Читаю  вот  немецких  генералов.
Бедняги…  Им  морозы  в  сорок   баллов
закрыли  путь  к   Москве.  А  у  Москвы
их  бездорожья  слякоть  задержала -
их  техника   в  грязи  забуксовала.
Мороз  и  грязь…  Вот  что  им  помешало
план   «Барбаросса»  претворить,  увы...
С  одним  «крестом»  их  был  знаком  я  лично.
Уже  я  в  школу  в  Асино  ходил.
Путейцам  я  поставил  бы   «отлично»
за  то,  что  «тигр»  к   нам  в   лапы   угодил.
На  станции  он  свален  был  с  платформы.
Так  и  лежал,  уткнувшись  пушкой  в  грунт.
Замечен  был  случайно.  И  его  мы
включили  тут  же  в  классную  игру.
Песчано-желтый,  полуобгорелый, 
с  дырой  в  боку,  он  был  находкой  нам,
послевоенным,  не  по-детски  смелым,
отчаянным  сибирским  пацанам.
Мы  этот  «тигр»  с  боями  окружали.
Мы  брали  этот  «тигр»  на  абордаж.
И  мои  руки  вовсе  не  дрожали,
«расстреливая»  вражий  экипаж.
Ребятам  этот  дохлый  «тигр»  немецкий
помог  войны  минувшей  смысл  принять.
Игра  в  войну  была  игрой  не  детской.
И  мой  отец  сумел  меня  понять -
не  пожалел  шинели  офицерской
из  желтого  английского  сукна
мальчишке  перешить.  И  гордость  с  детства
влила  в  меня  минувшая  война.
Мне  эта  гордость  в  жизни  помогла
найти  свой  путь,  прямой,  довольно  дерзкий,
и  по  нему  упрямо  провела.
Скажи  мне  кто  тогда,  что  наяву
я  из-под  Томска  милого  в  Москву
рвану  -  учиться  на  журфаке,
в  ответ  бы  я  сказал,  что  это  враки…
А  в  Асино,  в  той  школе  двухэтажной,
в  спектакле  был  я  капитан  отважный. 

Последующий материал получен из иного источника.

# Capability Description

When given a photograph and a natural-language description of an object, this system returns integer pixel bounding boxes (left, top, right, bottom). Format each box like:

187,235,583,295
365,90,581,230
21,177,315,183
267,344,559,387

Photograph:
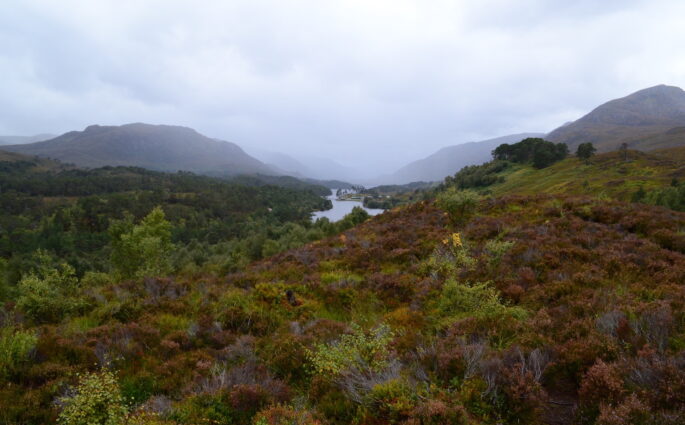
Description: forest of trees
492,137,568,168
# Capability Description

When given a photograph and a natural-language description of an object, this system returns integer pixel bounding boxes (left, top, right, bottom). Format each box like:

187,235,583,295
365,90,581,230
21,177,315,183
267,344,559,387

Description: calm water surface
312,189,385,221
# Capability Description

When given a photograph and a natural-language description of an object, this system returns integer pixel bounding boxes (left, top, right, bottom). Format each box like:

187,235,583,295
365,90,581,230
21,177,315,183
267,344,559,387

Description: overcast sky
0,0,685,171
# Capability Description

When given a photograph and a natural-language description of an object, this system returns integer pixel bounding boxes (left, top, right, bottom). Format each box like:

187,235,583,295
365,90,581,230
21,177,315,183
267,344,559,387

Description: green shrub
436,279,525,325
58,370,128,425
17,253,84,323
437,187,480,224
307,325,394,378
109,207,174,278
0,326,38,377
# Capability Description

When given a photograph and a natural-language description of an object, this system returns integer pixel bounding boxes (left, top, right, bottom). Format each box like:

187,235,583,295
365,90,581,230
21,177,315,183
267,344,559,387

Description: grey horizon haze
0,0,685,175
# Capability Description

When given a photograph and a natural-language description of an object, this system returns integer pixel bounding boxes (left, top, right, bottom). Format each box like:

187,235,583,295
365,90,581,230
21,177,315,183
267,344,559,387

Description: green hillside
490,147,685,200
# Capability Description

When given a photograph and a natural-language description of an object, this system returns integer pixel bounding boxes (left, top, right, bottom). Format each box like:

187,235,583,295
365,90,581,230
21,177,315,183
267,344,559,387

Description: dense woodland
0,140,685,425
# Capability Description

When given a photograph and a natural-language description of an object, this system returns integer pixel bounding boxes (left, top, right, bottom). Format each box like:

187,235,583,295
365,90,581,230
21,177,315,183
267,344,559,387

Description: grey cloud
0,0,685,171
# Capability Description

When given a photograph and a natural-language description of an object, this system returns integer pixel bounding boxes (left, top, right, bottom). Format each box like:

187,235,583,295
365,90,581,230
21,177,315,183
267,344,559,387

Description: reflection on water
312,189,384,221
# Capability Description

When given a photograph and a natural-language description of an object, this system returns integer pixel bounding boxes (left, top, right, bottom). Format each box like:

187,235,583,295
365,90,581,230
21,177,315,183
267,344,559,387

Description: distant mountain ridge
3,123,276,175
547,85,685,152
0,133,57,145
380,133,544,184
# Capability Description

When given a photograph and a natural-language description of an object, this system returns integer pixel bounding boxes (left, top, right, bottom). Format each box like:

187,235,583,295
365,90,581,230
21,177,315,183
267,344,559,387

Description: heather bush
484,239,514,267
252,404,320,425
367,378,418,423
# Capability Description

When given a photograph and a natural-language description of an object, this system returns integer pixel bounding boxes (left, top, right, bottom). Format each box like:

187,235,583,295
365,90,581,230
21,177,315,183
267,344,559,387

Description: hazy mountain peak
5,123,274,174
547,84,685,151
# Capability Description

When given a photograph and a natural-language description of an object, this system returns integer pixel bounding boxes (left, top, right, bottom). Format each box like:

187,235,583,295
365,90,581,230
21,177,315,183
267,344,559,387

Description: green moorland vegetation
0,140,685,425
445,147,685,207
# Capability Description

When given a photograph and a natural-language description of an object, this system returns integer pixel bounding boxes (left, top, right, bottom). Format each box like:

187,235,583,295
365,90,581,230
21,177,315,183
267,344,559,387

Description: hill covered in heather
0,168,685,424
546,85,685,152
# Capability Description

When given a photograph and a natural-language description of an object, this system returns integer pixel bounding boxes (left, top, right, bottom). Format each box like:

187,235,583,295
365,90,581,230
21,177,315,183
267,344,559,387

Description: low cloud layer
0,0,685,172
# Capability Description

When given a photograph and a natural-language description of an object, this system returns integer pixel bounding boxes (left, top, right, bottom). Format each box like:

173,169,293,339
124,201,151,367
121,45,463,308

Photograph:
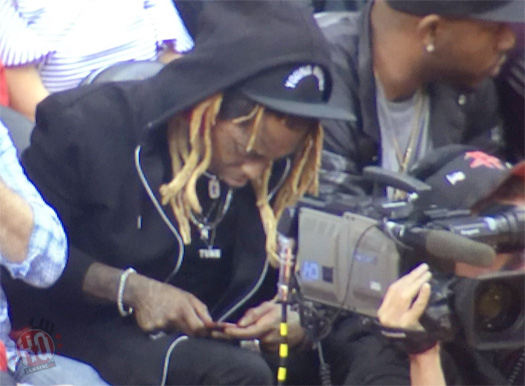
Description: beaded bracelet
117,267,137,318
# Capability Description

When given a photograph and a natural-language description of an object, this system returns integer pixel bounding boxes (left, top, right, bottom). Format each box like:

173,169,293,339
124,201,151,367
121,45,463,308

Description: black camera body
290,168,525,349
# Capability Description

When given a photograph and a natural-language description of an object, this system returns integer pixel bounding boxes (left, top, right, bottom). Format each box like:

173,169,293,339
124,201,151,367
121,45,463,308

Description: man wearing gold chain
318,0,525,385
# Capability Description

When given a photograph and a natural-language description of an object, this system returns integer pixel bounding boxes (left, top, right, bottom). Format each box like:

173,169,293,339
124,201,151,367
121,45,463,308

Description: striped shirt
0,0,193,92
0,122,67,370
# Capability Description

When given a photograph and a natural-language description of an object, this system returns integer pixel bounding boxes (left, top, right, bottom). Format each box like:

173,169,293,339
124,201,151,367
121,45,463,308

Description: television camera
287,167,525,350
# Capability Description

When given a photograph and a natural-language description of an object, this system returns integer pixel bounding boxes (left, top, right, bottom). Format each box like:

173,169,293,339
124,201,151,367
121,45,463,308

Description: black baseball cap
410,145,525,209
237,63,355,121
386,0,525,23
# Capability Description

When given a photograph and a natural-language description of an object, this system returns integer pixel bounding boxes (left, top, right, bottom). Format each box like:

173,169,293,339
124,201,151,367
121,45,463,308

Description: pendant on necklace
208,176,221,200
199,247,222,259
199,226,210,242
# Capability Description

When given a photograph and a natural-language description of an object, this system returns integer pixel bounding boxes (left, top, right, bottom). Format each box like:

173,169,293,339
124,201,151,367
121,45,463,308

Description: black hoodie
6,0,338,382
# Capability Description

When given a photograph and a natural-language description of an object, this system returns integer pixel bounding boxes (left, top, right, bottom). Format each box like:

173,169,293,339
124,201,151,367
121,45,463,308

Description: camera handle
363,166,432,208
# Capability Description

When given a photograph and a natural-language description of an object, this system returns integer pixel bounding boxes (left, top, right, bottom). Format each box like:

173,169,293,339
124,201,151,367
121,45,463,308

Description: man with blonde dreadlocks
2,1,350,385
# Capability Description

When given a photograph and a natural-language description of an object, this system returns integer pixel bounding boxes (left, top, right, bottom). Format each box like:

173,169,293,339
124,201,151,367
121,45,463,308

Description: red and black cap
410,145,525,209
386,0,525,23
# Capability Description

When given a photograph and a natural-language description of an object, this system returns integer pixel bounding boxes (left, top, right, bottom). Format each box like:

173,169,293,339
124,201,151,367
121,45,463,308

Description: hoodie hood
142,0,344,128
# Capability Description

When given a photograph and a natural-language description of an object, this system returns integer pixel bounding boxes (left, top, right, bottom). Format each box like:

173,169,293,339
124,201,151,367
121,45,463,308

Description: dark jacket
318,1,503,196
4,1,336,383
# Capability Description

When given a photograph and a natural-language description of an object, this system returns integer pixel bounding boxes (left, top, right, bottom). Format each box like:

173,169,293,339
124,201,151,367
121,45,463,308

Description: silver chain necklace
190,187,233,259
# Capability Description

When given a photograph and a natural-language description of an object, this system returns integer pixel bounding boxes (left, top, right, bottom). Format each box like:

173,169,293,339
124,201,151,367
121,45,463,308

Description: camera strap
373,320,440,354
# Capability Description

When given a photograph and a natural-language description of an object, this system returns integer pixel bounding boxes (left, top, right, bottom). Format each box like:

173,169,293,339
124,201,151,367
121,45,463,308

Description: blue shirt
0,122,67,370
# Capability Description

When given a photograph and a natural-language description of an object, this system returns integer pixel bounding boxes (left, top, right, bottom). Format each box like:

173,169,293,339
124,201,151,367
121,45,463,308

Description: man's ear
416,14,443,47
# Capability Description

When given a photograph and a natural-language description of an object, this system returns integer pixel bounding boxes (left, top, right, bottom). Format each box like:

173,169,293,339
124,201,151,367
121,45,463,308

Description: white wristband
117,267,137,318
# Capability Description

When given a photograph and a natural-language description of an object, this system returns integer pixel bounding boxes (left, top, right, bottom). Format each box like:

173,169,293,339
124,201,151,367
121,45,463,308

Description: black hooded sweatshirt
4,0,336,382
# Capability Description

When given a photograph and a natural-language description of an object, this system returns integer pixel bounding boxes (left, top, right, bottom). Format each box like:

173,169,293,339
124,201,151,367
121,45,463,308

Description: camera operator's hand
124,274,212,336
377,264,432,330
377,264,446,386
212,302,305,351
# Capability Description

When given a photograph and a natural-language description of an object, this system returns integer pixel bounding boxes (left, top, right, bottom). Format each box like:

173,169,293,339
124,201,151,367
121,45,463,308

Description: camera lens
475,281,521,332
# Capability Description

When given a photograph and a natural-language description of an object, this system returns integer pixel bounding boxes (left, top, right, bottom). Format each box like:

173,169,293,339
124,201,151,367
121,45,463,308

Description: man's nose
242,159,268,180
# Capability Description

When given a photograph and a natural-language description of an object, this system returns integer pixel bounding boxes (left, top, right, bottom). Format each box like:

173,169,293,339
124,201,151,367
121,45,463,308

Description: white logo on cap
446,171,466,185
284,64,324,91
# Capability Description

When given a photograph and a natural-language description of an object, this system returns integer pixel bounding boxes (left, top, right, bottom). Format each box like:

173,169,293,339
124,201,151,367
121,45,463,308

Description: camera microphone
386,225,496,267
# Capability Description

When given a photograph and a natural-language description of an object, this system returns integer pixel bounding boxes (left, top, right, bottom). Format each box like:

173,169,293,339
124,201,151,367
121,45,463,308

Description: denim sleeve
0,122,67,287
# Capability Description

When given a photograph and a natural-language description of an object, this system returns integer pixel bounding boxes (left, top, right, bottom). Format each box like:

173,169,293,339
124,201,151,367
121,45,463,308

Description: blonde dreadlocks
160,94,323,267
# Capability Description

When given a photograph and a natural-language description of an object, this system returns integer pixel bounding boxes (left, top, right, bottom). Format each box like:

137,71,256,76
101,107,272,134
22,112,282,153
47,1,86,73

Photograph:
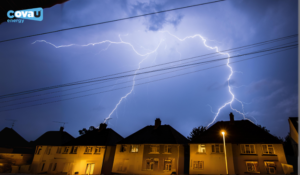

Я  Ваню  Солнцева  от  гибели  спасал,
его  с  пустым  пакетом  в  тыл  послал  -
штаб  должен  знать  о  вражеской  атаке, 
после  которой  выживет  не  каждый.
Но  этого  я  Ване  не  сказал.
Добавил,  что  пакет,  мол,  очень  важный.
Приказ  мой  был  по-командирски  резкий.
Мальчишку  я  прекрасно  понимал,
когда  его  я  крепко  прижимал
к  шинели  перешитой  офицерской.
Я  понял  в  своей  жизни  под  конец,
как  много  дал  мне  мой  родной  отец.
Его  война   -   моей  навеки  стала.
Его  враги   -   навек  мои  враги.
А  главное  мне  от  отца  осталось:
«От  «тигров»  нашу  землю  береги!»
 
Ну  а  тогда,  смотря  на  эту  свалку,
тянувшуюся  вдоль  стальных  путей,
мы  с  мамой  слушали  воронью  перепалку
над  жутью  бронетанковых  костей…

Песня  из  кинофильма
(«Темная  ночь»)   

Откуда  я  беру  свои  стихи?
Если  честно,  точно  я  не  знаю.
Бывает,  их  во  сне  воспринимаю
как  модный  интересный  новый  хит…
я  вспомнил  песню   в  фильме  «Два  бойца».
В  Коканде  летом  мы  сто  раз  смотрели.
А  на  сто  первый  мы  с  Бернесом  пели.
И  петь  готовы  были  без  конца.
Мы  эту  песню  пели  темной  ночью
семейным  трио  по  пути  домой.
Отца  и  маму  эта  песня  очень
сближала  прошлым,  связанным  с  войной.
Да,  вот  такими  темными  ночами
под  пенье  пуль  в  такой  же  тишине,
как  в  этой  песне,  теми  же  словами
о  сыне  думал  он  и  о  жене.
О  маме,  значит,  ну  и  обо  мне.
Комбат  так  отдыхал  между  боями.
А  маме  вспоминался  снова  Томск.
Медпункт  в  бараке  длинном  заводском.
И  немец  с  сахаром,  исчезнувший  потом. 
И  медсестра  медпункта  тетя  Лиза.
И  конюх  Степа,  верный  ей  супруг.
Их  хлеб  и  молоко  как  бы  сюрпризом
в  моем  меню  оказывались  вдруг.    
Чета  Галибиных…   Я  знаю  -  у  отца 
любовь  к  ним  сохранилась  до  конца.
Да,  к  ним,  не  бросившим  его  семью.
Семью  ушедшего  на  фронт  бойца
Чужих  любил,  но  не  родню  свою.
Галибины  ему  всегда  роднее  были.
За  эту  верность  и  они  его любили.         
И  я  с  ним  был,  конечно,  солидарен -
за  хлеб  и  молоко  их  благодарен.    
Уже  полвека  как  они  ушли.
Но  мы  с  отцом  забыть  их  не  могли.
Студентом  я  в  гостях  у  них  бывал,
когда  я  в  Томск  на  лето  приезжал.
Я  был  согрет  их  добротой  сердечной.
Как  Солнце  теплой  и такой  же  вечной.
Был  крепкий  чай.  Клубничное  варенье.
И  связанное  с  прошлым  настроенье.
Я  чувствовал  -  за  этих  стариков
всю  жизнь  свою  без  слов  отдать  готов.
Читатель,  я  давно  уже  седой.
Вся  жизнь  моя  испытана  бедой.
В  нее   была  низвергнута  страна.
У  той  беды  название  -  война.
Ей  нынче  ровно  семь  десятков  лет.
Я  вспоминаю  песни  той  куплет,
которую  мы  пели  всей  семьей
в  Коканде  ночью  по  пути  домой.
И  наше  трио  слушала  Луна.
И  ночь  была  как  в  песне  той  темна.